Fee gave a quick nod, but was absorbed in her cooking for the moment.

 

“Hey Mam,” Wake greeted, wrapping his arms around her from behind and bending down to kiss her, “Miss me?”

 

“You’d have to go somewhere if I was to miss ye,” she dismissively retorted.

 

She stirred the contents of several pots, turning off the burners and letting one pot continue to simmer while the other was whisked off the heat and promptly poured into a colander in the nearby sink. That task done, and dinner well in hand, Fiona turned her attention to Brianna.

 

“So, Bree dear, have you had the chance to settle in a little, get unpacked?”

 

Bree smirked broadly, sitting back, crossing her arms across her chest and her legs under the table. Her gaze was focused on Wake.

 

“I thought I’d be living out of my suitcases until I managed to put everything away myself. Imagine my surprise when I finally open my closet door, and find it full of all the clothing I shipped. And not haphazard or just shoved in there – I can’t organize a closet so nice,” Bree effused, leaning in across the table, smiling at Wake.

 

“Och, well…you had enough to handle upon arrival, and I found myself with time on my hands on the weekends before you came, so…” Wake smirked back.

 

“Thank-you…again.”

 

“Whatever I can do,” Wake declared.

 

Bree stood and sidled her way between the table and the counter.

 

“Be right back,” she softly offered.

 

Roger leaned in on his elbows and Fiona quickly turned from the stove as Brianna retreated to the bathroom, neither of them speaking until they heard Bree hit the stairs going up.

 

“You’re really feathering the girl’s nest – like those birds in that documentary Rabbie narrated a couple years back. I’d expect it of him,” Fiona charged.

 

“Aye, and that lass is not the woo and forget type.

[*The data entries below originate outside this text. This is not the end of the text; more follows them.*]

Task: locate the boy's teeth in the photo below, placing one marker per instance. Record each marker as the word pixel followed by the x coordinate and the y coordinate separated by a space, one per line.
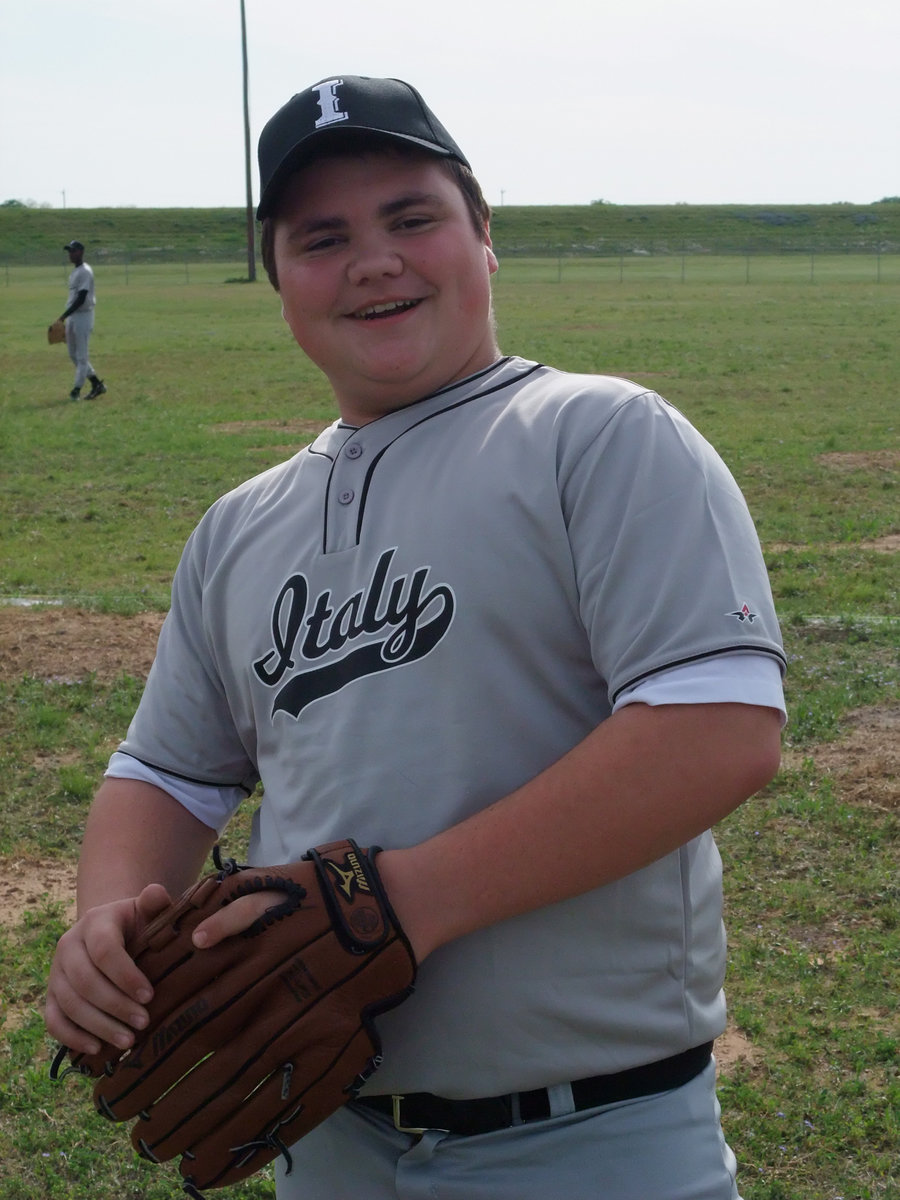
pixel 393 306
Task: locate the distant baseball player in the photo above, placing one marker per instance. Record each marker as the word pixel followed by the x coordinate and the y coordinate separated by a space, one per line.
pixel 513 625
pixel 79 322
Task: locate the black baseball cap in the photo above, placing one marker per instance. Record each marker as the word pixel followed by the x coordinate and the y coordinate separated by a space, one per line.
pixel 337 103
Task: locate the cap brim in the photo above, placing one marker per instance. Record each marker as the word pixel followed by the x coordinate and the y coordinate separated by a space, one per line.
pixel 304 150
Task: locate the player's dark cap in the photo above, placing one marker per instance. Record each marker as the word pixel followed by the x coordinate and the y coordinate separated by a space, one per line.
pixel 334 107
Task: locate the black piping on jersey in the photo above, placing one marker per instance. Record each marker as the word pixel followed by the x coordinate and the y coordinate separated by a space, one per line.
pixel 737 648
pixel 449 408
pixel 185 779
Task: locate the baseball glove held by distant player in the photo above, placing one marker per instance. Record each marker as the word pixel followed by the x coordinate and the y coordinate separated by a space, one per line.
pixel 253 1042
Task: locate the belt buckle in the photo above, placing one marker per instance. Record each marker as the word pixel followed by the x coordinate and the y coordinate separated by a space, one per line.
pixel 396 1101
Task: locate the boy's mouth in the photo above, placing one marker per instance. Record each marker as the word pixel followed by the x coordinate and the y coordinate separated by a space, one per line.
pixel 384 310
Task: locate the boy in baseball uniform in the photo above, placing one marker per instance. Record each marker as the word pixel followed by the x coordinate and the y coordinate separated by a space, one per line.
pixel 79 322
pixel 513 625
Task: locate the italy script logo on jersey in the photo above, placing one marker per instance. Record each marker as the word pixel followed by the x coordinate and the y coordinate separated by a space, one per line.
pixel 339 634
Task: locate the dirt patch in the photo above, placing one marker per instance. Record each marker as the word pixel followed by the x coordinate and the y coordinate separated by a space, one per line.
pixel 30 885
pixel 69 645
pixel 865 762
pixel 887 545
pixel 733 1048
pixel 305 431
pixel 873 460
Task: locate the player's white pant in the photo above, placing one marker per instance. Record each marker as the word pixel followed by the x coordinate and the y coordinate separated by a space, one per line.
pixel 667 1146
pixel 78 333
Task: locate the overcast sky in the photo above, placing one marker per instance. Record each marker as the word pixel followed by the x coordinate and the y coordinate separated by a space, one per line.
pixel 139 102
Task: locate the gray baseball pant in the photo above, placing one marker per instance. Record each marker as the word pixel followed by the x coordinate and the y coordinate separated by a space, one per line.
pixel 667 1146
pixel 78 333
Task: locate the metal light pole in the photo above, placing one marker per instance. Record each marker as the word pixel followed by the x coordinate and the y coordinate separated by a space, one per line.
pixel 251 226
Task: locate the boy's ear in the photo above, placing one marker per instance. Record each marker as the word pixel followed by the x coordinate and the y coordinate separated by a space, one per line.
pixel 492 264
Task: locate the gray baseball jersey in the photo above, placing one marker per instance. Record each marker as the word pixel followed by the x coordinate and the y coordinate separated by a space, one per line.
pixel 408 621
pixel 82 280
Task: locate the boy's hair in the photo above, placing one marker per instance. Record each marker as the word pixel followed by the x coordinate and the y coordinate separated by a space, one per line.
pixel 349 145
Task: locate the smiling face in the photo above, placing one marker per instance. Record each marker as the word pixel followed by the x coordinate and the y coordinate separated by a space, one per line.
pixel 384 281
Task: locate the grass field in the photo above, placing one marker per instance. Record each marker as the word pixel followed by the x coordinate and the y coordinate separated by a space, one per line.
pixel 793 378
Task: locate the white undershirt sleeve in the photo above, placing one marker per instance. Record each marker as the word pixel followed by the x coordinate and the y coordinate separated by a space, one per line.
pixel 213 805
pixel 718 679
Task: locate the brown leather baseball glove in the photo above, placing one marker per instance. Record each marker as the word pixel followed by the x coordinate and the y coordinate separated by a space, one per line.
pixel 253 1042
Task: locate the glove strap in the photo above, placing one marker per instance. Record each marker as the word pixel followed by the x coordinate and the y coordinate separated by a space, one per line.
pixel 353 893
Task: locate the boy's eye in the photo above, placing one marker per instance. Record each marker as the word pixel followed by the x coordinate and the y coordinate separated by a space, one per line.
pixel 321 244
pixel 414 222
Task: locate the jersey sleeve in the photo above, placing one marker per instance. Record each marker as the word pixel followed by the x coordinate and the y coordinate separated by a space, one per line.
pixel 669 564
pixel 185 724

She’s as close as family,” Roger added.

 

“I did some of her unpacking, big deal…Seriously, the crates were taking up space – I admit, I hoped to learn a little something about her but…I couldna bring myself to go through her keepsakes. It felt like an invasion, but…her clothing – there was nothing intimate, jeans, t-shirts, and a shitload of boots and shoes. You did tell me to be nice where she was concerned.”

 

“There’s being nice, and then there’s being nice, my lad. Tread carefully,” Roger insightfully suggested.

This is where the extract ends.